Visto de fora, Berlusconi sempre teve qualquer coisa de farsante. Mas este Berlusconi que regressa agora ao poder fá-lo de uma maneira muito mais perigosa. Utilizando habilmente uma lei eleitoral que favorece as coligações, juntou-se a um partido de extrema-direita (a Liga, antiga Liga Norte e Liga Lombarda, que em tempos foi separatista) e um partido fascistóide (com o nome de “Irmãos de Itália”). Como a lei permite que os partidos coligados recolham separadamente os votos que depois são contados juntos, é bem possível que a Liga que tenha mais votos no interior da coligação caridosamente chamada de “centro-direita” do que o próprio partido de Berlusconi. Se isso acontecer, a coligação que Berlusconi construiu para levar o seu partido ao poder acabará por ser a carroça que levará ao cargo de primeiro-ministro Matteo Salvini, líder da Liga.

Perante tudo isto, de que se fala na campanha eleitoral? Dos imigrantes. A economia italiana já vai na segunda década perdida. A sociedade perdeu os seus mais jovens e mais qualificados para a emigração. Mas não é de emigração que se fala. É de imigração, sobretudo se for africana e negra. Nem a Europa faz já o papel de papão que antes lhe estava atribuído. As propostas de saída do euro foram discretamente engavetadas após a derrota de le Pen nas eleições. Entre atacar os estrangeiros ricos de Bruxelas e os estrangeiros pobres de África, a extrema-direita já optou pelos segundos. Na escolha entre dois tipos de demagogia a extrema-direita italiana escolhe sempre a mais cobarde.

À exceção dos políticos, os italianos que encontro nas ruas parecem-me muito resignados à sua sorte. Pudera. De um lado, têm uma esquerda e um centro-esquerda que decidiram não ganhar, divididos entre o Partido Democrático de Renzi e um novo partido que reúne dissidentes do PD e figuras de outros partidos à esquerda do PD. Se fosse italiano, votaria provavelmente nos “Livres e Iguais” — é o nome desse novo partido —, mas ainda me custa a crer que permitindo a lei que concorressem separadamente mas que juntassem os seus votos no fim como coligação de governo, os partidos da esquerda e do centro-esquerda se tenham recusado a fazê-lo.

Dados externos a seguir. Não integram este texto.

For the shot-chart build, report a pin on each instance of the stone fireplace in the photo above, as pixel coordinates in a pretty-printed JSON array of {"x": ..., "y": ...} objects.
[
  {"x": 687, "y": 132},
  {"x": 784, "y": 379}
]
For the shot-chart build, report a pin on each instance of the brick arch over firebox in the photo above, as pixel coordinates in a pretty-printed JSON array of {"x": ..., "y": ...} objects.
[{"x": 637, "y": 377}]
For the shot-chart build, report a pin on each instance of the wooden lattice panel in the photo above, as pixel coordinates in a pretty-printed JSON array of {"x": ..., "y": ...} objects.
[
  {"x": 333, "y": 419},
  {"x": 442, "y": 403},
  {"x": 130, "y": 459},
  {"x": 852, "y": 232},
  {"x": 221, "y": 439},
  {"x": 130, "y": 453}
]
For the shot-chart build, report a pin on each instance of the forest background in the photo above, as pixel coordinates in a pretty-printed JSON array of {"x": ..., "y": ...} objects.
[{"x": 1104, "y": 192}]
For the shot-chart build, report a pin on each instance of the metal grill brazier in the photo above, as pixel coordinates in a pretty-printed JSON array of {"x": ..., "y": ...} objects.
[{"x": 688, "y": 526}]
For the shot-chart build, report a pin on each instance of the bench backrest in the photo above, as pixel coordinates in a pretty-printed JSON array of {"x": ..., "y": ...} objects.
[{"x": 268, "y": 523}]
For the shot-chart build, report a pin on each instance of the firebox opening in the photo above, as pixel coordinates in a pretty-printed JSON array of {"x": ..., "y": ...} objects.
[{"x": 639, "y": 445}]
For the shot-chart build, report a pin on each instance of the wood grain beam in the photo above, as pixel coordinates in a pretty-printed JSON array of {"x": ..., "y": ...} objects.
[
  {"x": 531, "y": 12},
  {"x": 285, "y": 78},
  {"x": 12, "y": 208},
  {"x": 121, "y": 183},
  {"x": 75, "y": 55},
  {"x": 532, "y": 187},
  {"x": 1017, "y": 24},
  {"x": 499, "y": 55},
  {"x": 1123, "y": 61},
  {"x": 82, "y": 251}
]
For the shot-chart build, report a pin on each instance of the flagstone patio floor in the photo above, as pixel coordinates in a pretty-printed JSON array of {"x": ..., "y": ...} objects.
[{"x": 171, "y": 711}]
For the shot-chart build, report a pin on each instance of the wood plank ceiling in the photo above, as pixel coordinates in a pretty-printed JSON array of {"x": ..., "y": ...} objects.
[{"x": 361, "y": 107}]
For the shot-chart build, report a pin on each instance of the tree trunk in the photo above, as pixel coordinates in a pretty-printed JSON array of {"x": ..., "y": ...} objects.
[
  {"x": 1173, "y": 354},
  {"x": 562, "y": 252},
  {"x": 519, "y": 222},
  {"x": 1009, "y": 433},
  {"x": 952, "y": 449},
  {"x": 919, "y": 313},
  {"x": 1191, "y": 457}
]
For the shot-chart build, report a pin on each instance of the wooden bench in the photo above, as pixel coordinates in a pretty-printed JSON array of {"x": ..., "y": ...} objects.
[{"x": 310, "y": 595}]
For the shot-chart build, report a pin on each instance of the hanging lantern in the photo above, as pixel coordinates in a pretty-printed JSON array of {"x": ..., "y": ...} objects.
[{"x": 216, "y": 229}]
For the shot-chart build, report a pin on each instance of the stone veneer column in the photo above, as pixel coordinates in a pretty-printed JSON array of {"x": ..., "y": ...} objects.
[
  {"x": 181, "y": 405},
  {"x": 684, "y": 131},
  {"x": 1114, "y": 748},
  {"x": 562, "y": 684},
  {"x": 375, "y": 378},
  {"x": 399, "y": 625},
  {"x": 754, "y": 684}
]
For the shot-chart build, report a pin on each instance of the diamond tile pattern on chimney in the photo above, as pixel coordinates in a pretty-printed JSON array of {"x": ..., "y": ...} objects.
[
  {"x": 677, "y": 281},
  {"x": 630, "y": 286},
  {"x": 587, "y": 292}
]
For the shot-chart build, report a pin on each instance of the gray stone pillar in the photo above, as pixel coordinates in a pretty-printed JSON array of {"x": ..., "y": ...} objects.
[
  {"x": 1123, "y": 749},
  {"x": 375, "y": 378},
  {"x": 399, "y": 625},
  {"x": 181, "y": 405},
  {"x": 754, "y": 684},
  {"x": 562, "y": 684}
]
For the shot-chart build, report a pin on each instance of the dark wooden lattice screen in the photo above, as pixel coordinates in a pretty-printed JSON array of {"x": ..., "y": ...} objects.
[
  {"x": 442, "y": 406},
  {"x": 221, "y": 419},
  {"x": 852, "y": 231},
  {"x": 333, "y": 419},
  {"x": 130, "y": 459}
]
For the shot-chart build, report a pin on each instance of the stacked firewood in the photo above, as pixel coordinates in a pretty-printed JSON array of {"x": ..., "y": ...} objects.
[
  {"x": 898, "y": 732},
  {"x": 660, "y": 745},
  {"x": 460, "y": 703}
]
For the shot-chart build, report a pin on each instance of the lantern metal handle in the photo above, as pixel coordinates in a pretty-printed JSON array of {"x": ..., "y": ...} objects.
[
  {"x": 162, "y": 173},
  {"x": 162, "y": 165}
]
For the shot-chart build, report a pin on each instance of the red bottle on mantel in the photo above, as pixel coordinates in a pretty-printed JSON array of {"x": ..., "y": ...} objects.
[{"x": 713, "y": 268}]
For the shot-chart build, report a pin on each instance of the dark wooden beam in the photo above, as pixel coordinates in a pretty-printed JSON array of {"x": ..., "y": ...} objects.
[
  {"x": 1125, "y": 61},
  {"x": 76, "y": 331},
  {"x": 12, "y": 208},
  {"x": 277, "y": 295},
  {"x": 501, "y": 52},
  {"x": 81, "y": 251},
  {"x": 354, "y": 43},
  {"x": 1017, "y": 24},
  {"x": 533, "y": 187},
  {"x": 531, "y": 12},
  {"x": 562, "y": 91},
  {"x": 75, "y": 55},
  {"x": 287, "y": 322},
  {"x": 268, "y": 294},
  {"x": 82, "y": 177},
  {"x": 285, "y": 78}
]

Essa recusa não é apenas de um sectarismo tão gritante quanto o do Movimento 5 Estrelas, que também rejeita quaisquer coligações. Em face de uma lei eleitoral que foi feita para beneficiar as coligações, a recusa da esquerda em aceitar juntar os seus votos significa na prática pôr Berlusconi no poder. Ou, ainda pior do que isso, pôr os aliados de Berlusconi no poder.

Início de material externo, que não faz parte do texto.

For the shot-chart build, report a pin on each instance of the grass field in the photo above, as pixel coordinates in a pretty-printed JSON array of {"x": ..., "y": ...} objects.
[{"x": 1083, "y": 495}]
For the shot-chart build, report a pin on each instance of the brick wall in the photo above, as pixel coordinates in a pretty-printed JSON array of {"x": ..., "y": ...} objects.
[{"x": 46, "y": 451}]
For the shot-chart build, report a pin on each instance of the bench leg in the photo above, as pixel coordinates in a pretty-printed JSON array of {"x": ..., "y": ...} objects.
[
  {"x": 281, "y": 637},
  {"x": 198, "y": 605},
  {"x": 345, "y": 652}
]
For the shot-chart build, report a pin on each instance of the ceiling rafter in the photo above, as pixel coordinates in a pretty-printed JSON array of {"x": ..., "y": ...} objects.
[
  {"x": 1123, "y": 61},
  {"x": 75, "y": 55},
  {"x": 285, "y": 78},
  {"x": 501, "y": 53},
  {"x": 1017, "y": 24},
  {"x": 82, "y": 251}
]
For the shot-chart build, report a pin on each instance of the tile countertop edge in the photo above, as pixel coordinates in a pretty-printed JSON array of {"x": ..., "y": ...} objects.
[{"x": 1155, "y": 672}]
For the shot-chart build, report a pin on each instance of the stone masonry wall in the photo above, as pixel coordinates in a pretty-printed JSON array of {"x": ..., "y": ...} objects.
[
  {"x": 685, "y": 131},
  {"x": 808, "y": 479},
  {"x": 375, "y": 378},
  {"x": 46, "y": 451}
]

Há uns anos umas eleições como as italianas seriam seguidas pelo mundo exterior com o interesse ansioso de quem veria o futuro da Europa depender delas. Já não é caso. Estas eleições são antes seguidas pelo mundo exterior com o interesse mórbido de quem vê um país andar aos círculos. Mas a história nunca se repete da mesma maneira. É primeiro como farsa, depois como tragédia, costumavam dizer os hegelianos. Aqui talvez seja ao contrário. Com o primeiro Berlusconi, a farsa já foi. Resta a tragédia.